The differential expression results show that 2,046 genes that have a significant differential expression. The 90 genes expression has down-regulated and 1,956 genes expression up-regulated, there are 20 genes related to the immune system. The 20 genes related to the immune system by analyzing lionproject.net that directly related to hallmark avoiding immune destruction that genes are CXCL9/10/11. The gene expression of CXCL9/10/11 regulates PD-L1 expressions via the Jak/STAT signaling pathway. The interaction between the extracellular domain PD-1 and PD-L1 in cancer cells have avoiding immune destruction.

Conclusion:

The results of this study suggest that the gene expression of CXCL9/10/11 have up-regulated is related to avoiding immune destruction that can use as an early detection biomarker of nasopharyngeal cancer in Indonesian patients.
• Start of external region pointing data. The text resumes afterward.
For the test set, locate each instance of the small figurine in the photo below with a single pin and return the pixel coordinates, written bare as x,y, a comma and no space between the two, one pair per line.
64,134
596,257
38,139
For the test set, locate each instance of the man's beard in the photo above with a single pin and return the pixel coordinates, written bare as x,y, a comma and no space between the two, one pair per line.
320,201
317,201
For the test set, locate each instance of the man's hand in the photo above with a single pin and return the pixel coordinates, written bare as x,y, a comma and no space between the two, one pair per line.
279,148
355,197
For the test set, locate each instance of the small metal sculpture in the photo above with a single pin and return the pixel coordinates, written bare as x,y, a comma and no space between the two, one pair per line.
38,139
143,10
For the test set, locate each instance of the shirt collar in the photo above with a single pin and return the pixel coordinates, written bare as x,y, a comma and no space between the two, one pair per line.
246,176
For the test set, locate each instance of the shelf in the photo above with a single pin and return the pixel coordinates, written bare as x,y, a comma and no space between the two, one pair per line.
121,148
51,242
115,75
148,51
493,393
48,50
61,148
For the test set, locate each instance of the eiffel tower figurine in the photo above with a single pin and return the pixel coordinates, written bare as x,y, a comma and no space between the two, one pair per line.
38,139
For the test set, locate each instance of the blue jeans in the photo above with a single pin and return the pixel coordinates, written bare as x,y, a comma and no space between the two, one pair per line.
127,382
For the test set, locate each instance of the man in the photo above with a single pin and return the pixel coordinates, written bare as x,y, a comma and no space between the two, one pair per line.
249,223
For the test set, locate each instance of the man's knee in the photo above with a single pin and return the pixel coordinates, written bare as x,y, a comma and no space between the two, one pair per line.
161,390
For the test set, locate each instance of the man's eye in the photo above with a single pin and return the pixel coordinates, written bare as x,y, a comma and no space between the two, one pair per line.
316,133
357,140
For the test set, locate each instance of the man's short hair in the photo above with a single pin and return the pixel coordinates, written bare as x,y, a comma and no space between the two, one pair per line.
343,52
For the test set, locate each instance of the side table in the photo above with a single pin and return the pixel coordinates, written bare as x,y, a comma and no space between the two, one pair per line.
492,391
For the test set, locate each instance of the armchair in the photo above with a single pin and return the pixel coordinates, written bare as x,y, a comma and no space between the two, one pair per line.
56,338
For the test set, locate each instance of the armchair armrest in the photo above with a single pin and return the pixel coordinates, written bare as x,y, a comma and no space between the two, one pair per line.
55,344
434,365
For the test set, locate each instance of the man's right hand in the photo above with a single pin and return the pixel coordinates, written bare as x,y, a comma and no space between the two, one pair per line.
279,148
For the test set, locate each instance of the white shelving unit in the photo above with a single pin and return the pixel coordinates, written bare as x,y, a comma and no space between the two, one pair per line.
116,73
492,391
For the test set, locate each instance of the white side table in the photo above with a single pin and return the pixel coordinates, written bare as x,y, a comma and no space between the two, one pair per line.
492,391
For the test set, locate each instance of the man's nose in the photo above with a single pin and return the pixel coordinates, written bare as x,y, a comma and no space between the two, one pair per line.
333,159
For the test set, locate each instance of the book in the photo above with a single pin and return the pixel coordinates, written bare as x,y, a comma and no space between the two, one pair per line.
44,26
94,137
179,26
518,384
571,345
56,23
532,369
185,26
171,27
Key Words: Nasopharyngeal cancer, transcriptomic, next-generation sequencing, avoiding immune destruction

Introduction

According to data from the World Health Organization (WHO) in 2015, cancer is the first or second cause of human death in the age before 70 years in 91 countries from 172 countries (Bray et al., 2018). Worldwide, nasopharyngeal cancer is cancer with a rare incidence of malignancy, with an incidence rate generally <1 per 100,000 people per year, but areas with high incidence are found in the southern regions of China, Southeast Asia, North Africa, and the Arctic (Ferlay et al., 2013). In southeast Asia for example in Indonesia, nasopharyngeal cancer is a major problem because there are 15,000 new cases per year (Ferlay et al., 2008).

Based on data obtained from the Global Cancer Observatory (GCO), the number of cases of nasopharyngeal cancer in men in Indonesia on ranked fourth. Estimated that the incidence of nasopharyngeal cancer is 12,000 new cases per year, with all cases related to Epstein Barr virus (EBV) (Adham et al., 2012).

In Indonesia, 100% of five-year-old children are infected with EBV and carry latent viruses for life. Early-stage nasopharyngeal cancer (NPC) is difficult to diagnose clinically because of its hidden location in the nasopharynx (Adham et al., 2012). Nasopharyngeal cancer shows high metastatic rates, tend to be present at an advanced stage (clinical stages III and IV) when diagnosed. More than 70% of patients are at an advanced stage when diagnosed at the clinic (Lo et al., 2004; Tang et al., 2016).

Nasopharyngeal cancer has a complex etiology. Nasopharyngeal cancer has a poor prognosis due to late presentation of the lesion, lack of knowledge in molecular mechanisms, no effective markers for early detection, and poor response to currently available therapies, it has been reported (Janvilisri, 2015). Patients with nasopharyngeal cancer can recur within two years. Almost half of the total patients who have treatment are considered very risky to relapse (Li et al., 2017). One key aspect of cancer research is to understand the principles and mechanisms of changes in gene expression that contribute to carcinogenesis and cancer development. In the post-genomic era, many methods for profiling gene expression have been developed, such as microarrays and next-generation sequencing, genomically, miRNA-omics, transcriptomics, proteomics and, metabolomics, to classify cancers and identify new biomarkers for prognosis and diagnosis, and as targets for therapy (Bucca et al., 2004).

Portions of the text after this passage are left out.